In fact, the core function of most polymorphic malware will almost never change, even though their code or structure might. A working example of this is a keylogging virus which records the keystrokes of a user attempting to authenticate or gain authorization into a private system. The virus’ file name, signature and blocks of code may be noticeably different (usually upon rebooting), but the keylogger itself is still a keylogger. Its line of attack is to listen for keystrokes; changing to avoid detection enables it to better carry out its function.
How Polymorphic Malware Works
Programming 101 emphasizes that software is nothing more than a written set of instructions. When executed on a computer or device, these rules carry out the same procedures time and again. To generate polymorphic code, a mutation engine (MtE) must accompany the software program. The purpose for this is usually malicious as new routines can be created and hidden with encryption protocols.
This ability to conceal their whereabouts is perhaps where polymorphic malware and stealth viruses meet. As previously mentioned, most endpoint antivirus (AV) apps are known to check program signatures against the entries in their definition databases, marking files as malware when they pose a threat. But anything hidden can be found. The ability to change (and to do so often) enables polymorphic malware to keep functioning at the expense of the host device.
Once installed, calls to the device’s assembler code is made and the mutation engine randomly creates a decryption protocol so that the virus can begin spreading across the host environment. The virus is then invoked, and its payload is decrypted to carry out its malicious intent.

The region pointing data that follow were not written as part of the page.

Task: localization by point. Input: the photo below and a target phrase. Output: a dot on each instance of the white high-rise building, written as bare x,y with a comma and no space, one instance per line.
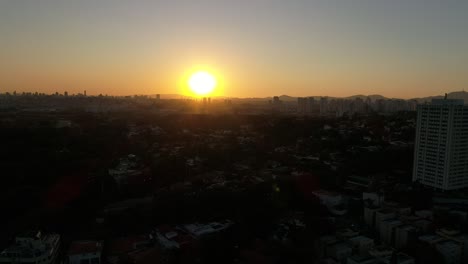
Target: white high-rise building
441,147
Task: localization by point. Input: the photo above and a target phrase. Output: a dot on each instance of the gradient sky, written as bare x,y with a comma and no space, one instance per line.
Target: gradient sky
397,48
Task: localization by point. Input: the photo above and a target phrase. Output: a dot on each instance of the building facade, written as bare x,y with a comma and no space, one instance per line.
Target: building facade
32,248
441,145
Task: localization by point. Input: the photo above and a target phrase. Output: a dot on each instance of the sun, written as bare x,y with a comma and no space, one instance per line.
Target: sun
202,83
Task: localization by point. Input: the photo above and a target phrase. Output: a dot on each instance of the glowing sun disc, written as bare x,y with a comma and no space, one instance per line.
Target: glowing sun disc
202,83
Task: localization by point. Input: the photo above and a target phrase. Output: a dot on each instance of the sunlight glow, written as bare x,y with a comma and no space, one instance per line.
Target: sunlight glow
202,83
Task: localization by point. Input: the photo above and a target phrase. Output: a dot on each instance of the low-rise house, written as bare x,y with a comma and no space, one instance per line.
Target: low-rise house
32,247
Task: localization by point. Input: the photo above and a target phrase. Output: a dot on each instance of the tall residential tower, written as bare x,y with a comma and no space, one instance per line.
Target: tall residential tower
441,146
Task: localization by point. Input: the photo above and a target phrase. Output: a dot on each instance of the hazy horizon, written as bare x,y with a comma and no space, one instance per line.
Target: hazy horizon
256,48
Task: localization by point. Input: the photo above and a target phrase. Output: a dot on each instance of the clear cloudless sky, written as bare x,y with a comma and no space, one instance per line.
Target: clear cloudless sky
397,48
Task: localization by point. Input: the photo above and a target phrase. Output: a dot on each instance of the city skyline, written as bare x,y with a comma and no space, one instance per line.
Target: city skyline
255,49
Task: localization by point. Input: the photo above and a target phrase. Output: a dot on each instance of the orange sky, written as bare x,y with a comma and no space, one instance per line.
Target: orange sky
255,48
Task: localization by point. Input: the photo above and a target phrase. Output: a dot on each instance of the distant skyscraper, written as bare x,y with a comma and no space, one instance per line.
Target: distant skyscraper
441,146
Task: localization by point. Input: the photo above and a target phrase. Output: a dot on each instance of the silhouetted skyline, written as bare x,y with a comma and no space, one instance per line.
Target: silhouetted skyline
256,48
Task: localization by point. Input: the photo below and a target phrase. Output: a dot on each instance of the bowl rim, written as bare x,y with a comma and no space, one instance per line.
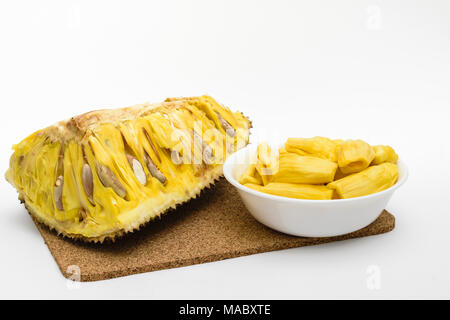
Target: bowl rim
227,168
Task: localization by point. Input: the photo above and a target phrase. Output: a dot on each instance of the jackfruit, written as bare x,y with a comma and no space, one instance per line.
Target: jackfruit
100,175
251,175
371,180
384,154
293,190
354,156
294,168
316,147
266,162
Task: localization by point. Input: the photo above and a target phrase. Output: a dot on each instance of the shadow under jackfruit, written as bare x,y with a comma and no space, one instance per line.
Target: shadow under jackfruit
105,173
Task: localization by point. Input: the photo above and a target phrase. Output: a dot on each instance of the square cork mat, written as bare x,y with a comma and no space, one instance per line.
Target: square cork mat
213,227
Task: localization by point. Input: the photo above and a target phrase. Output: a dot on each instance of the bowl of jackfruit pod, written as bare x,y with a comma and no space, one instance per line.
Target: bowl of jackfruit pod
307,218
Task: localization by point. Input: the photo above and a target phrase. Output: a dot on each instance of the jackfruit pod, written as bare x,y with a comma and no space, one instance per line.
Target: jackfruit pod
371,180
251,175
316,147
294,168
266,162
293,190
384,154
354,156
338,143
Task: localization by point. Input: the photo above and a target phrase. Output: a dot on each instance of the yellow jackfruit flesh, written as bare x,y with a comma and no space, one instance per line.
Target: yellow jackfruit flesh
354,156
306,170
251,175
294,168
384,154
105,173
371,180
266,162
292,190
316,147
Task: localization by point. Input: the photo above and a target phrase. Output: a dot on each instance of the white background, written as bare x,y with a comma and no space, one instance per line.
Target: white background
376,70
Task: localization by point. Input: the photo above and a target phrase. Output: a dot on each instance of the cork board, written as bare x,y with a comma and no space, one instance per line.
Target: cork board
215,226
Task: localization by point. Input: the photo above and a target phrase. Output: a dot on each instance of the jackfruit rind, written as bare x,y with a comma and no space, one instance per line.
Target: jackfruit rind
105,173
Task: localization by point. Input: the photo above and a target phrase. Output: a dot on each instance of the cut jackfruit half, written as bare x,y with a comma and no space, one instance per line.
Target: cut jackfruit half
106,173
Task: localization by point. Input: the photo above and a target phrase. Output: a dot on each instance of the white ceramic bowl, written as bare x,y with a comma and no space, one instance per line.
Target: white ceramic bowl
308,218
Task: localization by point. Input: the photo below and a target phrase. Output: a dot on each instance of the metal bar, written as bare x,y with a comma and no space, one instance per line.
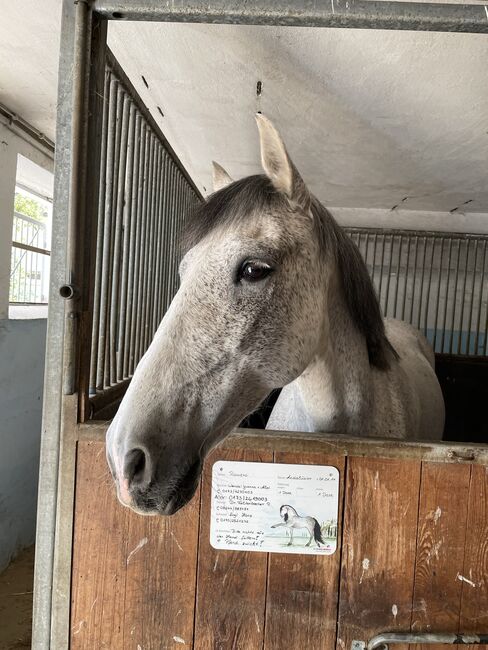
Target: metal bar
151,248
147,248
126,228
414,279
388,279
446,298
132,248
453,319
99,247
149,119
118,191
24,217
399,268
405,284
107,229
471,299
480,302
142,249
461,322
383,641
32,249
135,321
436,321
157,242
354,14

Polymorphic Malware Detection and Mitigation
While polymorphism certainly complicates the virus scanning process, keeping an up-to-date antivirus running on your computer is the first step in mitigating adaptive and polymorphic malware. The heuristics of these products makes use of past data which increases its sophistication in threat detection. This is the foundation of artificial intelligence and machine learning. Though signatures may change, those that have been flagged will be kept at bay to keep them from replicating and inflicting damage.
Also, Runtime Malware Defense (RMD) programs can be used instead of traditional antivirus programs. Rather than examining the signatures of executable files, the core of these programs function at run time, monitoring system activity and flagging those processes which appear to be autonomous and not user-generated. RMDs analyze common behavior exhibited by malware programs, like keylogging, polymorphism and memory consumption.